Hi, @jbesomi. You've made a good point.

The Chinese model of spaCy was originally released from howl-anderson/Chinese_models_for_SpaCy, however there hasn't been any info about its performance compared to other tools.

jieba is stable and has lots of users (over 23.6k stars), I would suggest that we take jieba API from spaCy for starters, and see how spaCy's Chinese model performs later?

jbesomi commented 4 years ago

Hey @AlfredWGA, I gave a quick look to jieba; as you are saying it seems easy to use and already very embraced by the community. For me is a clear yes!

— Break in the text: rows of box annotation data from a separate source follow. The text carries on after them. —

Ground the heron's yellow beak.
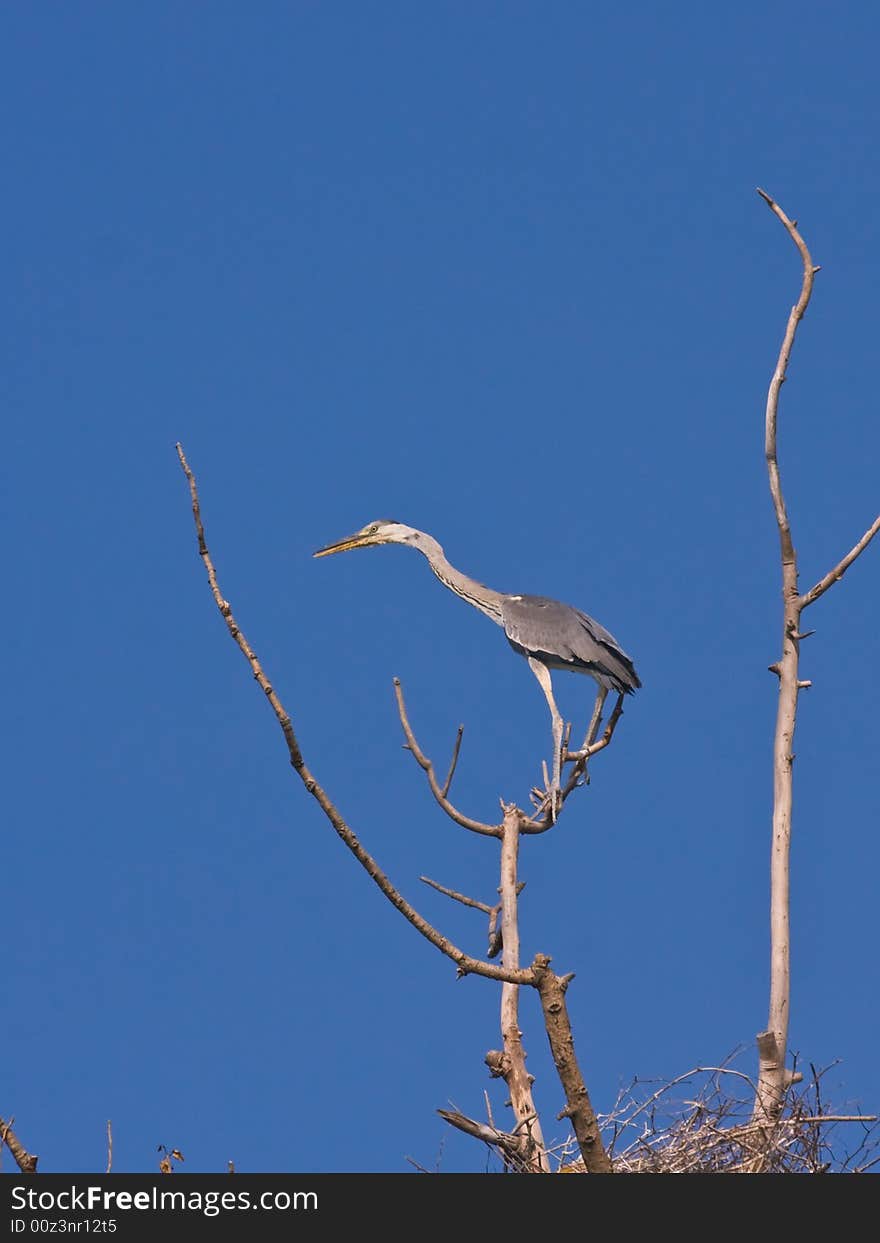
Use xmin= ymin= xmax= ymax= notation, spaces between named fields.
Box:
xmin=312 ymin=532 xmax=372 ymax=557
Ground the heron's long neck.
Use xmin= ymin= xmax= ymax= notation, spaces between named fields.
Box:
xmin=415 ymin=533 xmax=505 ymax=625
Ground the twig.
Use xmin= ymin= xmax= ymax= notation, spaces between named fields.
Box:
xmin=440 ymin=725 xmax=465 ymax=798
xmin=754 ymin=189 xmax=819 ymax=1121
xmin=394 ymin=677 xmax=501 ymax=838
xmin=0 ymin=1117 xmax=40 ymax=1173
xmin=800 ymin=513 xmax=880 ymax=609
xmin=438 ymin=1109 xmax=523 ymax=1170
xmin=419 ymin=876 xmax=497 ymax=915
xmin=532 ymin=955 xmax=612 ymax=1173
xmin=500 ymin=805 xmax=541 ymax=1173
xmin=176 ymin=445 xmax=534 ymax=984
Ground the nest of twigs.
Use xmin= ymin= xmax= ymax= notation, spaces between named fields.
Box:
xmin=554 ymin=1065 xmax=880 ymax=1173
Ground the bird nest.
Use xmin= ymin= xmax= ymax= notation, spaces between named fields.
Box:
xmin=553 ymin=1065 xmax=880 ymax=1173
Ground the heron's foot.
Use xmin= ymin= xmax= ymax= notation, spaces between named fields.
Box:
xmin=564 ymin=748 xmax=592 ymax=786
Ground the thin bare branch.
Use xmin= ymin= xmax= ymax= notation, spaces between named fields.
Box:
xmin=440 ymin=725 xmax=465 ymax=798
xmin=758 ymin=188 xmax=819 ymax=564
xmin=419 ymin=876 xmax=497 ymax=915
xmin=800 ymin=513 xmax=880 ymax=609
xmin=486 ymin=805 xmax=549 ymax=1173
xmin=754 ymin=189 xmax=819 ymax=1121
xmin=176 ymin=445 xmax=533 ymax=984
xmin=0 ymin=1117 xmax=40 ymax=1173
xmin=438 ymin=1109 xmax=522 ymax=1168
xmin=394 ymin=677 xmax=501 ymax=838
xmin=532 ymin=953 xmax=612 ymax=1173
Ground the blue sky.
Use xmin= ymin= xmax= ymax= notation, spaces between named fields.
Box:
xmin=0 ymin=2 xmax=880 ymax=1171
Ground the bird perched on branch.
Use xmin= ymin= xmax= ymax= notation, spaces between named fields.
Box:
xmin=314 ymin=518 xmax=641 ymax=818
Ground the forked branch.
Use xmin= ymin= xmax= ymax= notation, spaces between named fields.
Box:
xmin=176 ymin=445 xmax=532 ymax=984
xmin=754 ymin=189 xmax=880 ymax=1124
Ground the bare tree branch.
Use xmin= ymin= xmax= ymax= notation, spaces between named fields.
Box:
xmin=756 ymin=189 xmax=819 ymax=1120
xmin=800 ymin=513 xmax=880 ymax=609
xmin=0 ymin=1117 xmax=40 ymax=1173
xmin=486 ymin=805 xmax=549 ymax=1173
xmin=532 ymin=953 xmax=612 ymax=1173
xmin=419 ymin=876 xmax=497 ymax=915
xmin=394 ymin=677 xmax=501 ymax=838
xmin=176 ymin=445 xmax=533 ymax=984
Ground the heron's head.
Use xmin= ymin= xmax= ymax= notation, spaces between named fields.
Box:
xmin=313 ymin=518 xmax=424 ymax=557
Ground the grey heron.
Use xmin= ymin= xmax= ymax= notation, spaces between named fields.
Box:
xmin=314 ymin=518 xmax=641 ymax=819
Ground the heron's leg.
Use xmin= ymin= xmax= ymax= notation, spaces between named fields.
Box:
xmin=528 ymin=656 xmax=562 ymax=822
xmin=582 ymin=686 xmax=608 ymax=751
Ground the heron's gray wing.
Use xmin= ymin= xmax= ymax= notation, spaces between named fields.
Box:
xmin=501 ymin=595 xmax=641 ymax=694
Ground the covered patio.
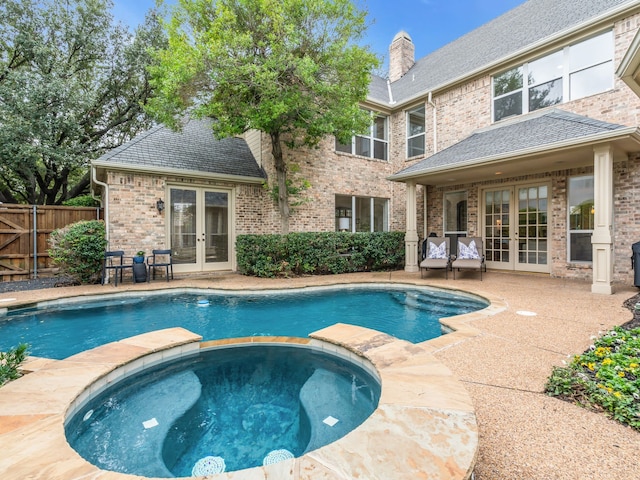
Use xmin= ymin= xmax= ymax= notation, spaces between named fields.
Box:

Your idea of setting the language through config sounds also good to me!

I'm looking forward to seeing your implementation. For any question do not hesitate to ask! 😃

ryangawei commented 4 years ago

I just found in https://spacy.io/usage/models#chinese that spaCy's Chinese model is a custom pkuseg trained on OntoNotes 5.0. Sounds good but I'll still go with jieba first and see if we need to make multilingual codes consistent with spaCy **_core_web_** models.